Synopsis The Rime of the Ancient Mariner by : Samuel Taylor Coleridge

Coleridge on Dreaming

Coleridge on Dreaming
Author :
Publisher : Cambridge University Press
Total Pages : 274
Release :
ISBN-10 : 9780521583169
ISBN-13 : 0521583160
Rating : 4/5 (69 Downloads)

Synopsis Coleridge on Dreaming by : Jennifer Ford

This book is the first in-depth investigation of Coleridge's responses to his dreams and to contemporary debates on the nature of dreaming, a subject of perennial interest to poets, philosophers and scientists throughout the Romantic period. Coleridge wrote and read extensively on the subject, but his richly diverse and original ideas have hitherto received little attention, scattered as they are throughout his notebooks, letters and marginalia. Jennifer Ford's emphasis is on analysing the ways in which dreaming processes were construed, by Coleridge in his dream readings, and by his contemporaries in a range of poetic and medical works. This historical exploration of dreams and dreaming allows Ford to explore previously neglected contemporary debates on 'the medical imagination'. By avoiding purely biographical or psychoanalytic approaches, she reveals instead a rich historical context for the ways in which the most mysterious workings of the Romantic imagination were explored and understood.

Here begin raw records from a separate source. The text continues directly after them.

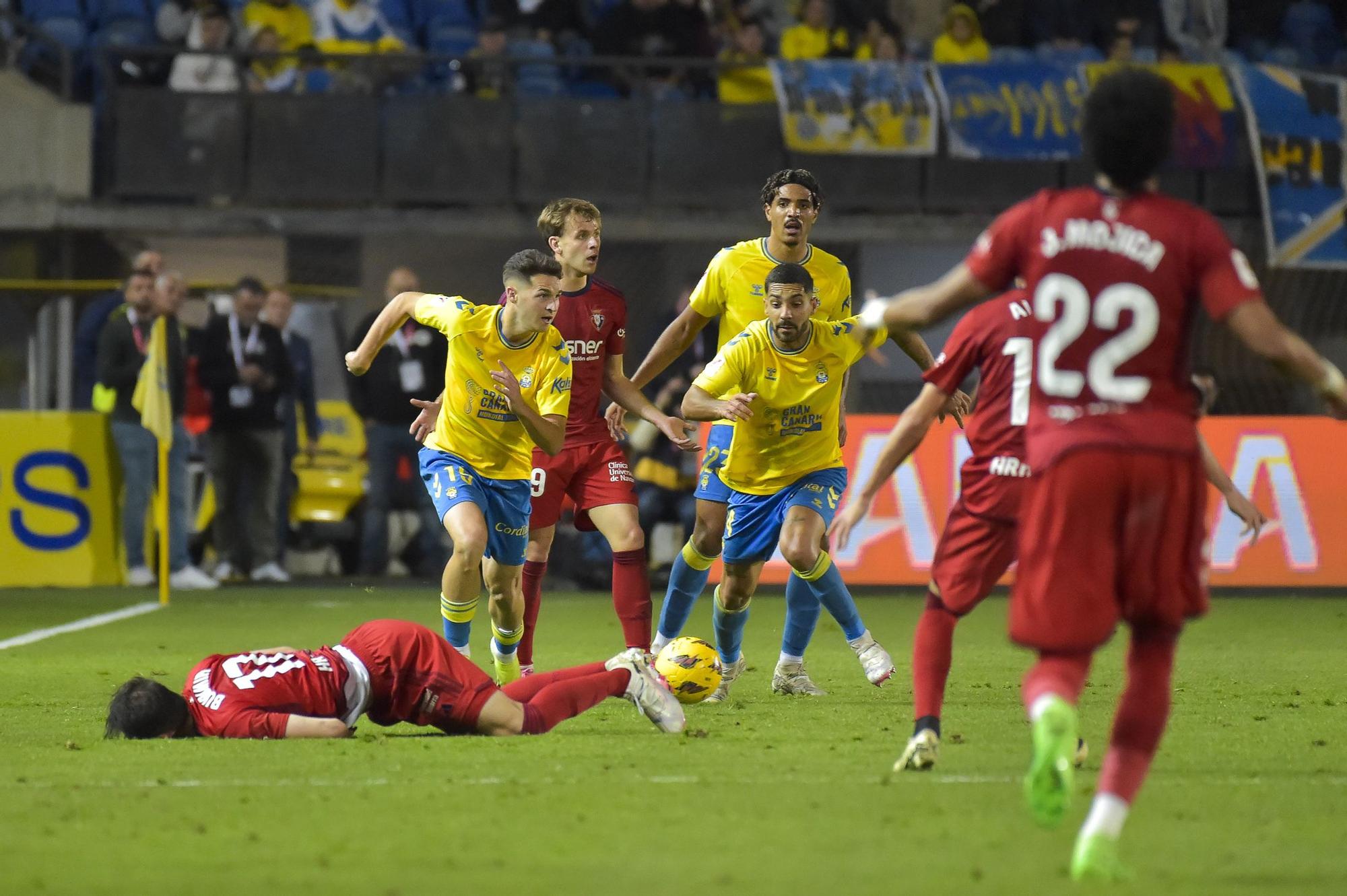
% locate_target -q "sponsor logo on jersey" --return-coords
[780,405,823,433]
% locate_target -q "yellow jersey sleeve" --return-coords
[692,331,752,397]
[537,330,571,417]
[687,246,733,318]
[412,294,473,337]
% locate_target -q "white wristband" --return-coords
[859,299,889,330]
[1315,358,1347,400]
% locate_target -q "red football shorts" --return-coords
[528,439,636,531]
[341,619,500,734]
[1010,448,1208,651]
[931,500,1016,616]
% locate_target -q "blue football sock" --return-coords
[781,574,823,656]
[711,585,749,666]
[795,550,865,640]
[659,541,715,639]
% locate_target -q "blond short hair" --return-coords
[537,199,603,240]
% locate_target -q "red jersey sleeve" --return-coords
[921,308,982,396]
[963,194,1043,292]
[603,302,626,357]
[1192,210,1262,320]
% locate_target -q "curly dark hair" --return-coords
[1080,69,1175,191]
[762,168,823,210]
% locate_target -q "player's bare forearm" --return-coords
[630,308,711,387]
[346,292,426,376]
[857,384,950,502]
[286,714,353,738]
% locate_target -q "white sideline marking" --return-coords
[0,600,163,650]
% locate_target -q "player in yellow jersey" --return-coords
[607,168,967,694]
[683,264,893,702]
[346,249,571,685]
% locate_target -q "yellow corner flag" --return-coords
[131,316,172,604]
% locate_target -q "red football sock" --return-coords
[912,592,959,718]
[1020,650,1094,709]
[516,559,547,666]
[517,663,632,734]
[613,547,651,650]
[1098,629,1177,803]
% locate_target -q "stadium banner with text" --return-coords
[1084,62,1241,168]
[770,59,938,156]
[933,62,1086,159]
[714,415,1347,586]
[1235,65,1347,268]
[0,411,121,588]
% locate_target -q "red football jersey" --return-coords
[966,187,1262,471]
[921,289,1033,522]
[182,647,350,737]
[501,270,626,448]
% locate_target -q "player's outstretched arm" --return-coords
[1197,435,1268,542]
[346,292,426,377]
[603,355,702,450]
[286,714,354,738]
[1226,302,1347,420]
[603,307,711,432]
[828,384,950,549]
[683,386,757,423]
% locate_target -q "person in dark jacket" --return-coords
[346,268,449,576]
[199,277,294,581]
[96,265,216,589]
[264,289,322,565]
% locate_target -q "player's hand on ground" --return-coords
[1226,491,1268,543]
[655,417,702,450]
[603,401,626,442]
[346,351,369,377]
[940,389,973,429]
[828,497,870,550]
[492,361,524,413]
[407,399,439,443]
[721,392,757,420]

Thomas Hardy's Tragic Poetry

Thomas Hardy's Tragic Poetry
Author :
Publisher :
Total Pages : 258
Release :
ISBN-10 : UOM:39015022061868
ISBN-13 :
Rating : 4/5 (68 Downloads)

Synopsis Thomas Hardy's Tragic Poetry by : Katherine Kearney Maynard

Maynard (English, Rider college) argues that Hardy's lyric poetry and The Dynasts occupy a pivotal place in the development of modern tragic poetry and drama, crystallizing the tragic feeling that surface intermittently in Romantic and Victorian lyric poems and plays. Annotation copyrighted by Book News, Inc., Portland, OR

The Arms-Bearing Woman and British Theatre in the Age of Revolution, 1789-1815

The Arms-Bearing Woman and British Theatre in the Age of Revolution, 1789-1815
Author :
Publisher : Springer Nature
Total Pages : 299
Release :
ISBN-10 : 9783031154744
ISBN-13 : 3031154746
Rating : 4/5 (44 Downloads)

Synopsis The Arms-Bearing Woman and British Theatre in the Age of Revolution, 1789-1815 by : Sarah Burdett

This book explores shifting representations and receptions of the arms-bearing woman on the British stage during a period in which she comes to stand in Britain as a striking symbol of revolutionary chaos. The book makes a case for viewing the British Romantic theatre as an arena in which the significance of the armed woman is constantly remodelled and reappropriated to fulfil diverse ideological functions. Used to challenge as well as to enforce established notions of sex and gender difference, she is fashioned also as an allegorical tool, serving both to condemn and to champion political and social rebellion at home and abroad. Magnifying heroines who appear on stage wielding pistols, brandishing daggers, thrusting swords, and even firing explosives, the study spotlights the intricate and often surprising ways in which the stage amazon interacts with Anglo-French, Anglo-Irish, Anglo-German, and Anglo-Spanish debates at varying moments across the French revolutionary and Napoleonic campaigns. At the same time, it foregrounds the extent to which new dramatic genres imported from Europe –notably, the German Sturm und Drang and the French-derived melodrama– facilitate possibilities at the turn of the nineteenth century for a refashioned female warrior, whose degree of agency, destructiveness, and heroism surpasses that of her tragic and sentimental predecessors.